Assignment 9

Dotlet Exercises

Your name:
Your email address:

The Swiss Institute for Bioinformatics provides a Java applet called Dotlet that performs interactive dot plots.
Warning: Google's Chrome, Safari, firefox, and Microsoft's Edge browser do not support Java applets. Therefore, you will need to run today's exercises in Waterfox or Internet Explorer (Waterfox also works, if you are on a Mac).

To make these particular JAVA applets dotlet and jalview) run in your browser, you need to find the java sequity panel and add the following exceptions:

https://myhits.isb-sib.ch/
https://myhits.isb-sib.ch/cgi-bin/
https://myhits.isb-sib.ch/cgi-bin/dotlet
http://www.jalview.org/
http://www.jalview.org/old/v2_10_5/jalview.jnlp
http://www.jalview.org/getdown/release/jalview-all-2.11.0-j1.8.jar

A java script version of dotlet is in beta testing.

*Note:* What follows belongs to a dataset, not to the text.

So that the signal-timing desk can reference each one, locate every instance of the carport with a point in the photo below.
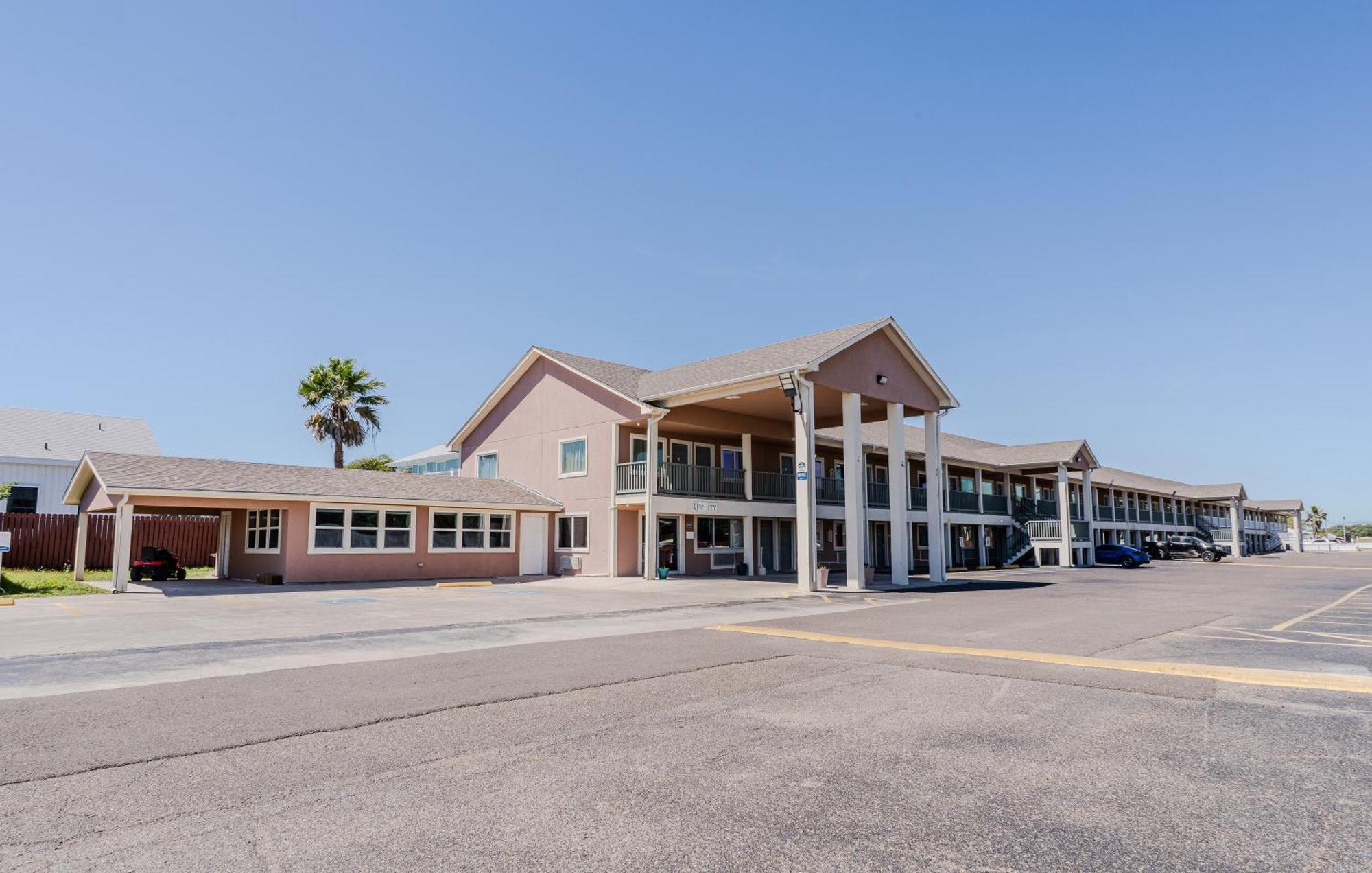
(322, 525)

This version works fine for protein to protein comparisons, but fails tor DNA to protein (exercise 3 below - i.e try to get the applet version to work!).

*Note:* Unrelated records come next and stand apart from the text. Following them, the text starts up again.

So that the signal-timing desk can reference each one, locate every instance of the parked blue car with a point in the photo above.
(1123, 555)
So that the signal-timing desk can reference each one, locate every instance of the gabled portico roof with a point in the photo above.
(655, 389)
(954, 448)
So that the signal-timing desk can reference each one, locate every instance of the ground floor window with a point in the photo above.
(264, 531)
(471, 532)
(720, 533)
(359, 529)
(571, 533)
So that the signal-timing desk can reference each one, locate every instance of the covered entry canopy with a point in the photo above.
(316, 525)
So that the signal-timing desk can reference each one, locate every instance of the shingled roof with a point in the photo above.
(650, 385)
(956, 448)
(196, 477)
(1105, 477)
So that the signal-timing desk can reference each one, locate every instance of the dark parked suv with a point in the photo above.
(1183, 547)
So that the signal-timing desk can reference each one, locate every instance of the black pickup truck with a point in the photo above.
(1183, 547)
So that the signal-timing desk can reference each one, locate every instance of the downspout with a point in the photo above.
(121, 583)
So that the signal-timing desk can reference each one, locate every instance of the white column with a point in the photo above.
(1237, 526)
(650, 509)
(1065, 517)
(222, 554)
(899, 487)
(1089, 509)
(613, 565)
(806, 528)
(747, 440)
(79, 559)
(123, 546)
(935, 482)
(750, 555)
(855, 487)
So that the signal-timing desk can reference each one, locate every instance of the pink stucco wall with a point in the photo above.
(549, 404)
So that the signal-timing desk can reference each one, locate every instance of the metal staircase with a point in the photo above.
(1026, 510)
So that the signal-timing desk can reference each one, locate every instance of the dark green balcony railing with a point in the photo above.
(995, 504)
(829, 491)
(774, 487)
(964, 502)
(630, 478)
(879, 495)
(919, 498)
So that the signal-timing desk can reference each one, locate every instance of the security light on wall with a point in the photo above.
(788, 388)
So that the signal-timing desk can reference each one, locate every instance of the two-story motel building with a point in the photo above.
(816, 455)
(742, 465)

The main use of dot plots is to detect domains, duplications, insertions, deletions, and, if you work at the DNA level, inversions. (Note dotlet compares both strands, and if you compare DNA and protein, the DNA is "translated" in the three forward reading frames. Excellent illustrations of the use of dot plots are given on the examples page).

Comparing yeast ATPase catalytic subunit with yeast HO endonuclease.
This is similar to the analysis we did using pairwise blast. However in this case, we plot all pairwise comparisons between windows, i.e. we do not need to worry about E value cutoffs and low complexity filters.

Go to the applet and input the sequences:

Sce_VMA.fa (the vacuolar ATPase catalytic subunit from yeast),

SceHO.fa (the mating type switching HO endonuclease from yeast),

vma1Neurospora.fa (the vacuolar ATPase catalytic subunit from Neurospora crassa) and

Sce_intein.fa.

Careful , once you leave the webpage, the back arrow will only return you to the applet, but you have to input the sequences again (so make sure that your applet is in a separate browser window).
Also, when you input sequences make sure you paste the sequence only , without a sequence description line. Give the sequences a name that allows you to recognize which sequence is which (e.g. Yeast_vma1, YeastHO, Neurospora_vma1, Yeast_intein)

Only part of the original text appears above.